In order to help the multi-modal pre-training model to carry out rapid iterative training, Dharma Institute built MoE model on the framework of PAI self-developed Whale in Alibaba Cloud, and finally put 10 trillion parameters into 512 GPUs through finer-grained CPU offload technology:
-
Self-developed Whale framework:Self-developed Whale distributed deep learning training framework, designed a unified architecture for data parallelism, model parallelism, pipeline parallelism, mixed parallelism and other parallel models, so that users can realize rich distributed parallelism strategies with only a few lines of API calls.
-
MoE expert parallel strategy:The hybrid-of-experts (MOE) expert parallel strategy is implemented in the Whale architecture. On the basis of expanding the model capacity and improving the model effect, the number of floating-point operations per second is not significantly increased, thus achieving the purpose of efficiently training large-scale models.
-
Innovative technology of CPU offload:In the self-developed distributed framework Whale, the problem of putting down the limit scale of limited resources is solved by finer-grained CPU offload, and the utilization rate of GPU is further improved by flexibly selecting the model layer of offload.

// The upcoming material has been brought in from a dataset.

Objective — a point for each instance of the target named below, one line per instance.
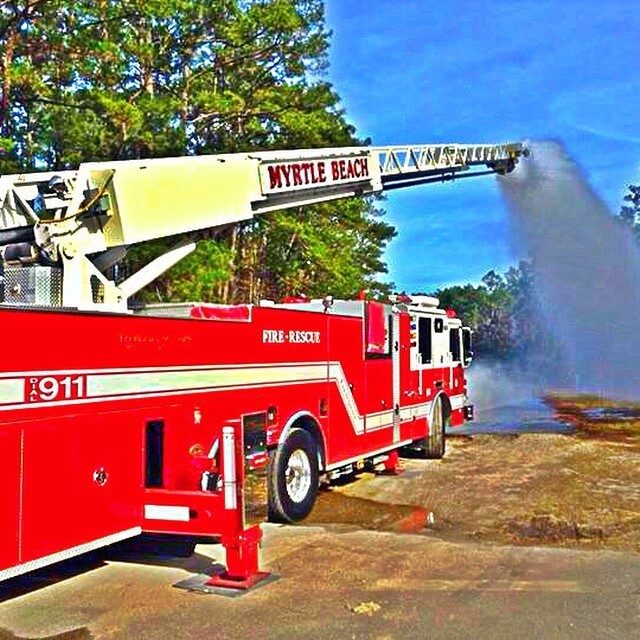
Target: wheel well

In addition, aiming at the problem of training efficiency, M6 team designed a Pseudo-to-Real mechanism, that is, using the trained shared parameter model to initialize the large model, which further improved the convergence efficiency by 7 times and solved the problem of slow training speed of the large model.
Compared with not using this mechanism, it only takes 6% to achieve the same loss in pre-training; Compared with the previous trillion model, the training sample size is only 40%.

As the first multi-modal large-scale model commercialized in China, M6 has been applied in over 40 scenarios, with a daily call volume of hundreds of millions.
This year, the big model supports double 11 for the first time, and its applications include but are not limited to:
-
M6′ s clothing designed for the brand by rhinoceros Zhizhi has been launched on Taobao.
-
With fluent writing skills, M6 is writing a script for Tmall Virtual Anchor;
-
Relying on multimodal understanding, M6 is improving the search and content cognition accuracy of platforms such as Taobao and Alipay.

▲ Flying car designed by M6
In the future, M6 will actively explore the combination with scientific application, give full play to the potential of large models through AI for science, and strengthen the research on the integration of software and hardware between M6 and domestic chips.
At present, Dharma Institute and Alibaba Cloud have launched the M6 service platform (https://m6.aliyun.com), which provides a complete tool for the training and application of large models, makes the large models "out of the box" for the first time, and the platform can be used conveniently by algorithmic personnel and ordinary users.